His downward spiral continued for most of the following decade although the music he produced was some of the most definitive country blues he had ever done. I can’t help but wonder if any of it was affected by what he saw happening to his homeland, although I wonder how much of it he could have seen through the fog of his addictions. I didn’t keep tabs on Gary, but when I heard his son Joey had killed himself in 1988 I wondered if he would survive. Somehow he did, but by the end of the century, Gary was living on pills and booze. His halcyon days were long gone and for a time he lived in a trailer owned by his mother. In 1997, he released an album titled The Essential Gary Stewart and it introduced him to a whole new generation of fans. I looked over the song list and found that I had all the records, but mostly on old 45’s, so I bought it. I thought he could use the money.
 
The day before Thanksgiving 2003, Mary Lou, his wife of forty-two years, worn down by all those years on the road with him, died of pneumonia. I always thought he would go first; I was amazed he had lasted as long as he did. But on December 16, he followed her home.

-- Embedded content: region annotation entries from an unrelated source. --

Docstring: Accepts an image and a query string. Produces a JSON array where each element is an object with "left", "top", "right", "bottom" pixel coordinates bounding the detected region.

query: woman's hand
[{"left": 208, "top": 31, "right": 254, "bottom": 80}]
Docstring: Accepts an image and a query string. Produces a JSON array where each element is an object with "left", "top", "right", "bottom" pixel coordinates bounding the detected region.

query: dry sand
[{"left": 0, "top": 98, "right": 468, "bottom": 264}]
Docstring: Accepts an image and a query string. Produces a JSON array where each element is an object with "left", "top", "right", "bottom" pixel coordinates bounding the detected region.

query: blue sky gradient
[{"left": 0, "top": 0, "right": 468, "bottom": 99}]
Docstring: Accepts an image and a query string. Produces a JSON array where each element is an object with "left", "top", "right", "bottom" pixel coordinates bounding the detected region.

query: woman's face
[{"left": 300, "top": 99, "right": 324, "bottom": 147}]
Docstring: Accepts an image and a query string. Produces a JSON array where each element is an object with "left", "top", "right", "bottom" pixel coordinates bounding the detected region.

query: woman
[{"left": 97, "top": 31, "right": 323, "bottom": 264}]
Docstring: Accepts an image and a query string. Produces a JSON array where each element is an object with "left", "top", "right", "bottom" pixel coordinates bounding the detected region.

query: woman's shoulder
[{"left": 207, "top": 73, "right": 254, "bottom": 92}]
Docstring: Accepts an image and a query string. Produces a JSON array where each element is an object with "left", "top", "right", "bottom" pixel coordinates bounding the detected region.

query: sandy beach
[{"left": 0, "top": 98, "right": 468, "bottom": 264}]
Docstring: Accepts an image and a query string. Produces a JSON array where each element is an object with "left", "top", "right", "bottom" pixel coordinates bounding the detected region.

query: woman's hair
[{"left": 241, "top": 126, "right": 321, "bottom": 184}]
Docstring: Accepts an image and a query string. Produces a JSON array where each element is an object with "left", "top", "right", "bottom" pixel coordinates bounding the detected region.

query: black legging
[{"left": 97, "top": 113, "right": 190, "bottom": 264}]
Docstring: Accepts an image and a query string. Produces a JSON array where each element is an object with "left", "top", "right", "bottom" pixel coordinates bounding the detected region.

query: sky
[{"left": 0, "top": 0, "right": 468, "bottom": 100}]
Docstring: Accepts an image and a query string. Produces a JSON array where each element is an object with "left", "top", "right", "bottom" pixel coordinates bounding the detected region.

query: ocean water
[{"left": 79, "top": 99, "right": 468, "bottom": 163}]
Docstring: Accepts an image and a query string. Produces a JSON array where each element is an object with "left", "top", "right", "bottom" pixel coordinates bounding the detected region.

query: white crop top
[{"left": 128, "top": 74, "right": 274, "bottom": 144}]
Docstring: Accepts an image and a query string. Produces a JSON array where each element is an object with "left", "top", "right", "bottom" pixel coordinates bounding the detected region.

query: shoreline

Not long before, he had released an album, Live at Billy Bob’s, and was planning a comeback tour starting at the famous Texas saloon. I didn’t think he would have been up to it without Mary Lou.
 
There are no monuments to Gary Stewart on the Country Music Highway; no plaque on the wall where he was born at the hospital in Jenkins, KY and no marker on the hillside where his father went broke attempting to eke a living out of the unforgiving coal seams of Letcher County. A few family members still live there, but there is little reason to stop and look for his memory. The world and country music have gone on. But for a moment as you cross Pound Gap on US 23 and see the scars of strip mining across the mountains of Eastern Kentucky, you are back in the world of Gary Stewart’s childhood. You can see why generations have taken flight from the coalfields and feel the determination of those who remain and are desperately fighting to keep its heritage alive.
 
There are some major changing going on the coalfields of Kentucky, Virginia and West Virginia, as their residents, alarmed by what is happening to their mountains, are becoming more vigilant and protective of what we have left. It may have some effect, although the economic forces arrayed against us are huge. Still, people are becoming more aware of the environmental holocaust mining has visited upon the mountains and some changes are coming. The Country Music Highway is one of a series of attempts to capitalize on our people instead of the coal we don’t even own. Gary was still alive when the designation was given to US 23, but I don’t believe he came back to the hills to see his sign put up. Like most of his fans, I had nearly forgotten him until I heard of his death. He was gone when the Country Music Highway museum in Paintsville opened in 2005, but fans now flock to his exhibit. I think he would be pleased.